Today the Oregon Junco has returned en masse to Lotus Island. They are slipping and flitting everywhere, reexploring the locale. Next will be the Rufus sided Towhees. They, like their cousins are our winter bird. They fly so close to the ground in the underbrush I have momentarily mistaken them for a rat. Startling! The Black Tailed Mule deer have lost their smooth caramel coats for a heavier grey brown and the young bucks are starting to rut and have already slashed my declining Gunnera to pieces and soon will sharpen up on the bark of various defenseless trees. The pianist and I watched a river otter run across the lawn from the harbour yesterday and it flushed out a bunny that it startled.

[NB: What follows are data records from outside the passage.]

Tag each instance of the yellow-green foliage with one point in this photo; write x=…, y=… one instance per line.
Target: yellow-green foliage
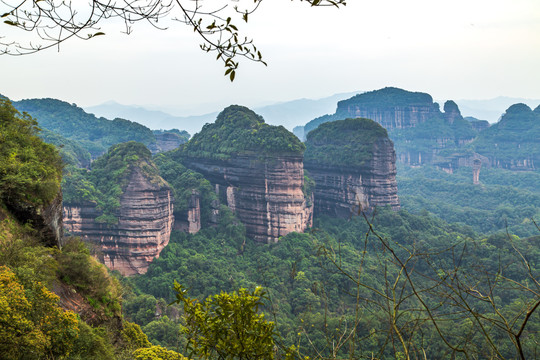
x=32, y=325
x=157, y=353
x=133, y=336
x=90, y=278
x=227, y=325
x=30, y=170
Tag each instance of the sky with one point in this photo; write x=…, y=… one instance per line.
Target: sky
x=460, y=49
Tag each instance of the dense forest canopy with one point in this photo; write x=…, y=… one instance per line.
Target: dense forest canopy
x=30, y=170
x=347, y=142
x=94, y=134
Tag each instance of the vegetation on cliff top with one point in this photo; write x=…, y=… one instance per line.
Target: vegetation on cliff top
x=388, y=97
x=30, y=170
x=108, y=178
x=344, y=142
x=238, y=130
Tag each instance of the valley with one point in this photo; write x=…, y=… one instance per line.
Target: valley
x=389, y=229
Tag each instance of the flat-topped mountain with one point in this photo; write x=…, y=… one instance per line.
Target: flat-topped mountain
x=257, y=170
x=421, y=132
x=122, y=206
x=353, y=164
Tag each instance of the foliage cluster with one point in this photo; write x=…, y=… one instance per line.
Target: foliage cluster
x=71, y=151
x=503, y=199
x=238, y=130
x=313, y=288
x=30, y=170
x=33, y=325
x=227, y=326
x=347, y=142
x=94, y=134
x=31, y=322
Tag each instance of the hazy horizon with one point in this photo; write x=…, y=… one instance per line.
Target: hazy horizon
x=463, y=50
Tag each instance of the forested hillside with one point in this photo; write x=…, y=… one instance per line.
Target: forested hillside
x=56, y=300
x=454, y=274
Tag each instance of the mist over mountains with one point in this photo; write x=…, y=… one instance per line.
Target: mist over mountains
x=288, y=113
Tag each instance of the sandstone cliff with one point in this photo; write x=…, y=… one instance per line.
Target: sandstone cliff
x=143, y=220
x=419, y=130
x=256, y=169
x=353, y=164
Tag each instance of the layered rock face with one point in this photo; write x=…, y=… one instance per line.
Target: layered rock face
x=46, y=220
x=256, y=169
x=264, y=193
x=167, y=142
x=145, y=221
x=190, y=221
x=391, y=107
x=361, y=178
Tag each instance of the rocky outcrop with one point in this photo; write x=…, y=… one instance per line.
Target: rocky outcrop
x=257, y=171
x=145, y=221
x=353, y=164
x=392, y=108
x=190, y=220
x=264, y=192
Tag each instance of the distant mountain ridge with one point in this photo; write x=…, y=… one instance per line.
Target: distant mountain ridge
x=288, y=114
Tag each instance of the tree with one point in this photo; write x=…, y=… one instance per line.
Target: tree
x=227, y=326
x=52, y=22
x=31, y=322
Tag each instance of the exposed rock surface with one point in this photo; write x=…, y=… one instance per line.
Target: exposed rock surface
x=145, y=221
x=419, y=130
x=190, y=221
x=353, y=164
x=393, y=108
x=266, y=194
x=256, y=169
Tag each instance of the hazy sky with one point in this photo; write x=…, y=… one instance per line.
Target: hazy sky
x=475, y=49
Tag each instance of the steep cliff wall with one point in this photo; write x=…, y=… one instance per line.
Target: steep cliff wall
x=353, y=164
x=256, y=169
x=422, y=134
x=265, y=193
x=145, y=221
x=130, y=235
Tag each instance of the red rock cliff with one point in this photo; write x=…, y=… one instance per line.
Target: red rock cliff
x=353, y=164
x=145, y=221
x=264, y=192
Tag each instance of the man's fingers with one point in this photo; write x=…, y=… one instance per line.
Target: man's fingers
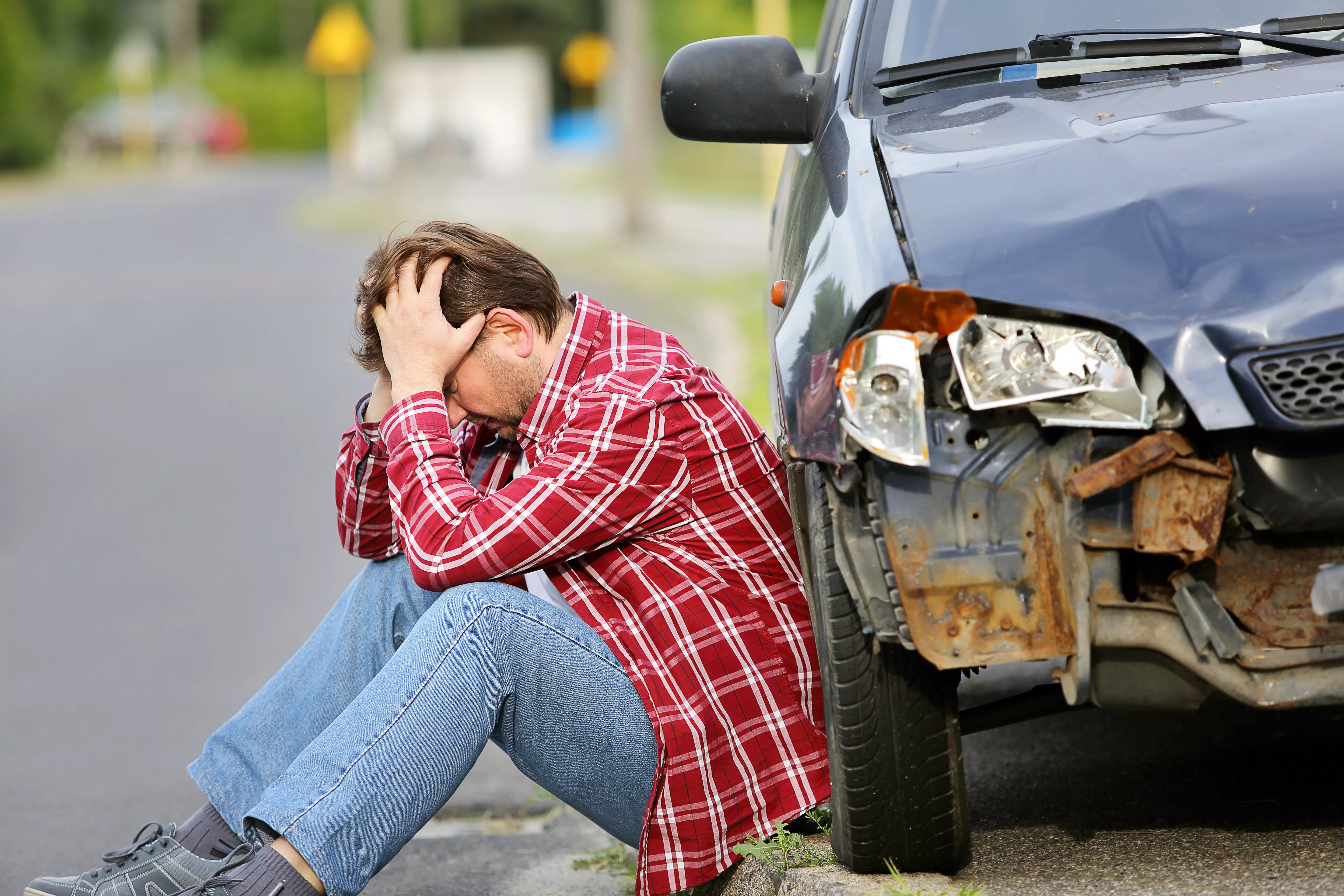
x=405, y=281
x=471, y=328
x=433, y=281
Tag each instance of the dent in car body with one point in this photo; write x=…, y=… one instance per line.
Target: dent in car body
x=1205, y=220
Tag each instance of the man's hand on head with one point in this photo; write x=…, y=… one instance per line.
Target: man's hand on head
x=420, y=347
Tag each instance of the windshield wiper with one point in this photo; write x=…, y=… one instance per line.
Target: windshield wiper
x=1061, y=46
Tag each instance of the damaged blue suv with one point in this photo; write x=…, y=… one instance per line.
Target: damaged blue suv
x=1058, y=334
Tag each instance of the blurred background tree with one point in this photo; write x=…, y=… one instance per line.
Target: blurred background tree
x=54, y=54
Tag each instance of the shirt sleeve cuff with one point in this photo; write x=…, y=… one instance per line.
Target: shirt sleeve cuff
x=369, y=430
x=423, y=414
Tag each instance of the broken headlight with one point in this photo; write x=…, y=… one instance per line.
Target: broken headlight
x=882, y=397
x=1066, y=375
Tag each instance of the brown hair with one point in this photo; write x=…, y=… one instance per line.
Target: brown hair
x=487, y=272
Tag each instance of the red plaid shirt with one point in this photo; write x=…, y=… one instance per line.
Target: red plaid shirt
x=658, y=508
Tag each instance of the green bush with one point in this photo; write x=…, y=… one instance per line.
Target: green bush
x=283, y=103
x=25, y=131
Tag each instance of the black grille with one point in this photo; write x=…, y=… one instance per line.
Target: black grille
x=1306, y=385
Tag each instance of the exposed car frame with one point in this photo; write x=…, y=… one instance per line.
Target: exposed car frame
x=1150, y=518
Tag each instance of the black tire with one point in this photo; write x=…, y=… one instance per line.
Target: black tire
x=897, y=782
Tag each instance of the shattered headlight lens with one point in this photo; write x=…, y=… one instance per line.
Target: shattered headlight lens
x=1004, y=362
x=882, y=397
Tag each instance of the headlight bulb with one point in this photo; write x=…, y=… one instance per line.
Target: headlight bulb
x=882, y=397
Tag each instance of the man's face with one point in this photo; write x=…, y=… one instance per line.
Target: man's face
x=494, y=386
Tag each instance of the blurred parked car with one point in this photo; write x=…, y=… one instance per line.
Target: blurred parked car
x=173, y=119
x=1058, y=334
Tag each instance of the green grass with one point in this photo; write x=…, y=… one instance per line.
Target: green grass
x=783, y=851
x=901, y=889
x=615, y=860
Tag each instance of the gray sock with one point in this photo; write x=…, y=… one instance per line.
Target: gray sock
x=269, y=874
x=207, y=835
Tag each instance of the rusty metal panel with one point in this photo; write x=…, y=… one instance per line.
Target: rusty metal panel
x=1179, y=510
x=1269, y=590
x=1128, y=464
x=963, y=614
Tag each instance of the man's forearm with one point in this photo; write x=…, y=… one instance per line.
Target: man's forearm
x=381, y=401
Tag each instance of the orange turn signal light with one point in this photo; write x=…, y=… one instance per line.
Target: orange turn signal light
x=929, y=311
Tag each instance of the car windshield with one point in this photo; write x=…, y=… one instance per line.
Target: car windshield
x=924, y=30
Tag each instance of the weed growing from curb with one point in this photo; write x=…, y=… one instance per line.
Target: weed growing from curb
x=904, y=890
x=783, y=851
x=613, y=860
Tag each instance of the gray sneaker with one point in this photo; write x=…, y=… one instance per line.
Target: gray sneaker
x=154, y=866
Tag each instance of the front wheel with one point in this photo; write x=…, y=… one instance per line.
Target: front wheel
x=897, y=782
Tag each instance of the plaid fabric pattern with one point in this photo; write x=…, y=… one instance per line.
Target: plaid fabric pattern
x=658, y=508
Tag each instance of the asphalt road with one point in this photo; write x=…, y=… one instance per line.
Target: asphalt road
x=174, y=382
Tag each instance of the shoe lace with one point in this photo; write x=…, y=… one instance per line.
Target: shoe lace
x=119, y=858
x=240, y=856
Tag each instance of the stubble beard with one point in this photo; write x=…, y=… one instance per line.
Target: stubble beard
x=521, y=387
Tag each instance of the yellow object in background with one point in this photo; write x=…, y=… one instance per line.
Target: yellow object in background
x=587, y=60
x=341, y=49
x=341, y=45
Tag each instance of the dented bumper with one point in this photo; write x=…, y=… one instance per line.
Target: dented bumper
x=1019, y=543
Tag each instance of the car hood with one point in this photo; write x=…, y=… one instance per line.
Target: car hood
x=1206, y=217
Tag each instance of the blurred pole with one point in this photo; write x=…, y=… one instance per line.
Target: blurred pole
x=342, y=115
x=636, y=103
x=182, y=37
x=134, y=66
x=772, y=17
x=341, y=50
x=390, y=37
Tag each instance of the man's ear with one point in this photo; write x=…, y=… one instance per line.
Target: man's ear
x=515, y=331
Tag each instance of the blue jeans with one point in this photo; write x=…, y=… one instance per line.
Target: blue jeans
x=368, y=731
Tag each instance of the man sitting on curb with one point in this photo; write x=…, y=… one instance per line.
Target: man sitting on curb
x=658, y=674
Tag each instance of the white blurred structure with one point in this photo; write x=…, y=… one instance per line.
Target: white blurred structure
x=484, y=107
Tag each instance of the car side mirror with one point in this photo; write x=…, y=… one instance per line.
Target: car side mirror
x=741, y=91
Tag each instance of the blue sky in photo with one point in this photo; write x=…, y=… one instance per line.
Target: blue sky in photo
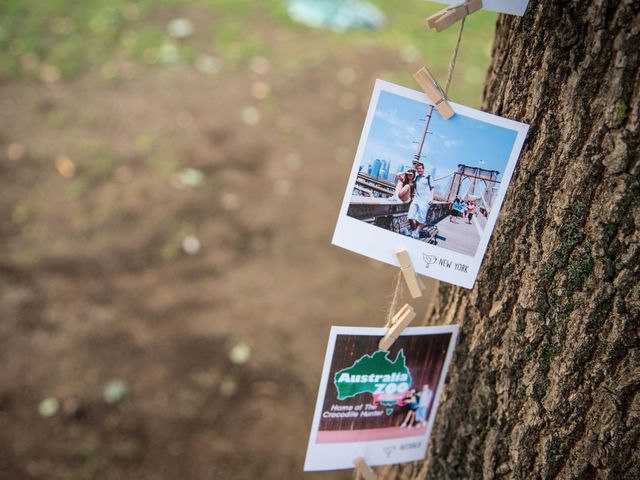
x=396, y=126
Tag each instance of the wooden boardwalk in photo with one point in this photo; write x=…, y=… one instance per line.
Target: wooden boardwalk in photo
x=461, y=237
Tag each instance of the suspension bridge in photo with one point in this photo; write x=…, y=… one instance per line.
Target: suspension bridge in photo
x=371, y=202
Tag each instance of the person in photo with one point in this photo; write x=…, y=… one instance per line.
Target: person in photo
x=411, y=401
x=471, y=210
x=422, y=201
x=456, y=210
x=424, y=401
x=405, y=187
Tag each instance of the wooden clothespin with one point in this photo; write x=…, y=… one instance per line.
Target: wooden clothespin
x=400, y=321
x=411, y=277
x=364, y=469
x=432, y=88
x=450, y=15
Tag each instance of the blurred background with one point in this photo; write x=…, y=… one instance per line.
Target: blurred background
x=170, y=176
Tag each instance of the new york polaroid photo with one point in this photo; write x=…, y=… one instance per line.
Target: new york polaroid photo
x=379, y=405
x=512, y=7
x=431, y=186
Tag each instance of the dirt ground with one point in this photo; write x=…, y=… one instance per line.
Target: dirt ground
x=170, y=229
x=94, y=283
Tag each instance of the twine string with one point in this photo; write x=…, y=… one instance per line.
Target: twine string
x=398, y=287
x=454, y=57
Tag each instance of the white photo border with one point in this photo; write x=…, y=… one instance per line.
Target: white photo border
x=380, y=244
x=326, y=456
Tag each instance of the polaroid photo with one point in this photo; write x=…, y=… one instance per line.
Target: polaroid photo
x=375, y=404
x=512, y=7
x=431, y=186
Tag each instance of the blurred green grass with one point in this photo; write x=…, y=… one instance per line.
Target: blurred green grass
x=61, y=39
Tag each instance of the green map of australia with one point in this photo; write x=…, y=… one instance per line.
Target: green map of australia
x=376, y=374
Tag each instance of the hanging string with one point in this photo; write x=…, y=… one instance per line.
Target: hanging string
x=398, y=288
x=454, y=56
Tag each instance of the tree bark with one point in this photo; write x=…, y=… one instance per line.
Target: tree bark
x=544, y=380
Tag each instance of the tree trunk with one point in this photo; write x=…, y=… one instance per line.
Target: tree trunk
x=544, y=380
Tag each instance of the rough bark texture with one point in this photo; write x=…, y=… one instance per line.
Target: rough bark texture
x=544, y=382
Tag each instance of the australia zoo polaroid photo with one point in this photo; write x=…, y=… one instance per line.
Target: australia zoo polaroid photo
x=375, y=404
x=513, y=7
x=431, y=186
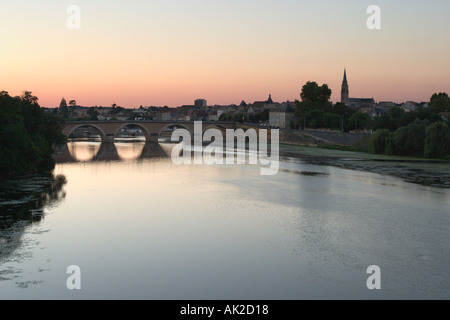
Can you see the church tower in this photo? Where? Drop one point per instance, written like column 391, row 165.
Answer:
column 344, row 90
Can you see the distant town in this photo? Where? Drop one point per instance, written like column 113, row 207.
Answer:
column 266, row 112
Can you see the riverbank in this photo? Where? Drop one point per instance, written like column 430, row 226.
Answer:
column 433, row 173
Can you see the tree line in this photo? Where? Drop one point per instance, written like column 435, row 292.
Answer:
column 423, row 132
column 28, row 135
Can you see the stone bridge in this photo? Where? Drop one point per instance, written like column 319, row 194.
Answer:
column 152, row 130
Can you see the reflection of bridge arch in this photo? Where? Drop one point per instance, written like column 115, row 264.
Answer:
column 102, row 133
column 147, row 134
column 108, row 152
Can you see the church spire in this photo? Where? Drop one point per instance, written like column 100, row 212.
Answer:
column 344, row 89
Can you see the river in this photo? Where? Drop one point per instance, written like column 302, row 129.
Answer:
column 140, row 227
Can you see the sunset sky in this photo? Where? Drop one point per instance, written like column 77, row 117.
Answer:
column 147, row 52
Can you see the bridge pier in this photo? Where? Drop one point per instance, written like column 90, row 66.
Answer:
column 109, row 138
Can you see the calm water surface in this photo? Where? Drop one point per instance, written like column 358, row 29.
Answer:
column 143, row 228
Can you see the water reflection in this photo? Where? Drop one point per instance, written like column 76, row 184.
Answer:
column 25, row 204
column 94, row 151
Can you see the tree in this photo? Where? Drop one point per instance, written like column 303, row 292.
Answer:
column 311, row 92
column 360, row 121
column 440, row 102
column 437, row 140
column 63, row 109
column 28, row 135
column 315, row 99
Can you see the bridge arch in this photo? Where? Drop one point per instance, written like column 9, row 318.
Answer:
column 147, row 134
column 179, row 125
column 103, row 135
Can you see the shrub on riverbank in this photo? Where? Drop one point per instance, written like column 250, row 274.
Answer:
column 419, row 138
column 27, row 135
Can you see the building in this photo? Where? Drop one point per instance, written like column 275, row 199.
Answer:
column 354, row 103
column 409, row 106
column 200, row 104
column 283, row 116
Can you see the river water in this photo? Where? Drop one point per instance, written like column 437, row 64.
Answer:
column 140, row 227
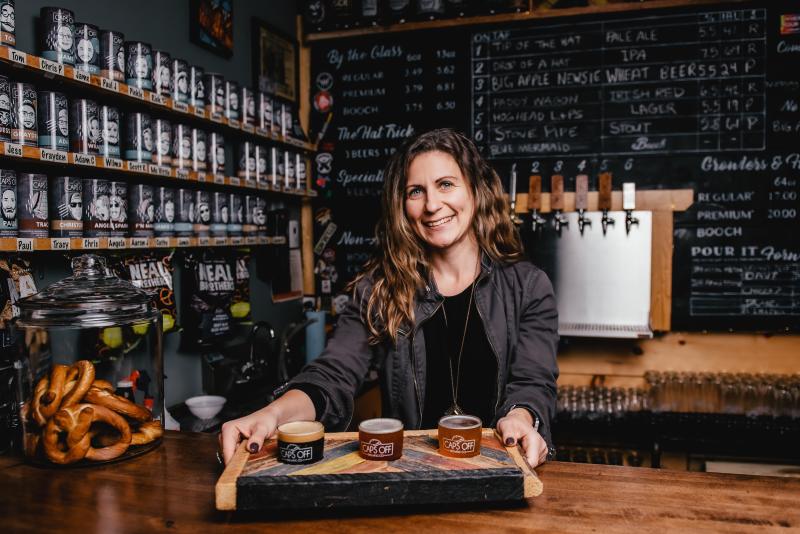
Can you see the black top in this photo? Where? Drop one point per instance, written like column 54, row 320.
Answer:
column 477, row 387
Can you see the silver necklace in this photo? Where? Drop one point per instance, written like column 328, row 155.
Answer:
column 454, row 408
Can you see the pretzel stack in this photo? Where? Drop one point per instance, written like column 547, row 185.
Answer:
column 73, row 416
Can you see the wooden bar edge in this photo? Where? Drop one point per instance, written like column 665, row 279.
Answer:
column 225, row 489
column 533, row 487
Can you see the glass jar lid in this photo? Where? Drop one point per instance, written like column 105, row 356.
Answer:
column 91, row 297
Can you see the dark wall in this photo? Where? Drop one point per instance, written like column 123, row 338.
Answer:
column 165, row 25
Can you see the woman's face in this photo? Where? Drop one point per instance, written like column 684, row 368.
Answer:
column 438, row 201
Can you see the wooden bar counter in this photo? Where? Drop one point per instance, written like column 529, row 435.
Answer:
column 172, row 489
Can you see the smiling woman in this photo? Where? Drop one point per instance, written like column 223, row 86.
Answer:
column 446, row 308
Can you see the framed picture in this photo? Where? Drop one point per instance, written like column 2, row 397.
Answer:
column 275, row 56
column 211, row 25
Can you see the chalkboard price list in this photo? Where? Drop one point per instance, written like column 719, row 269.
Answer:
column 679, row 83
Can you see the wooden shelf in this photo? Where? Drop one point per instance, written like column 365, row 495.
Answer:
column 646, row 200
column 43, row 155
column 10, row 244
column 535, row 14
column 50, row 69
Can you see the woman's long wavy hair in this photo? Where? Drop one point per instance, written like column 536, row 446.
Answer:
column 400, row 266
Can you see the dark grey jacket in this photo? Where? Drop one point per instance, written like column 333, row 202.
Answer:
column 518, row 310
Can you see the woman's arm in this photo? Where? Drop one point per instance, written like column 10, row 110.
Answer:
column 294, row 405
column 533, row 371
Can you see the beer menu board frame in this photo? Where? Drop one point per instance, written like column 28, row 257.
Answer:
column 704, row 97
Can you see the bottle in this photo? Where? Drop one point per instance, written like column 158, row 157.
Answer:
column 316, row 16
column 371, row 12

I don't really think an otter would eat a bunny but the bunny obviously wasn't taking chances. The otter with a long body and tail and short legs runs in a sinuous, loping fashion,quite ungainly. The California quail walnuts are now large but still clinging together and listening to mum and dad. There are a few runty sized deer still around, late gestations, and I fear for them this winter as they have little flesh. There is often a corpse or so later, under the tool shed, frozen stiff. The deer here are endemic as there are virtually no predators. We have all adapted to the deer and they to us. This is a great spider season. The webs in the morning with the dew are fantastic and if you don't duck, wherever you walk outside you get a face full of web. We are careful around the old woodpile for the "Widow and the Brown Recuse". A large empty wasp nest we finally took down from the top of a pear tree, wasps long gone. The nests are beautifully made. The fruit flies in the compost generate at an unbelievable rate and it is not surprising that the ancients believed in spontaneous generation.Thank goodness the fruit is soon finished, however there is an interesting observation to make. The fruit in the house has a myriad of fruit flies, whereas the supermarket fruit section has no fruit flies. Tells you something doesn't it?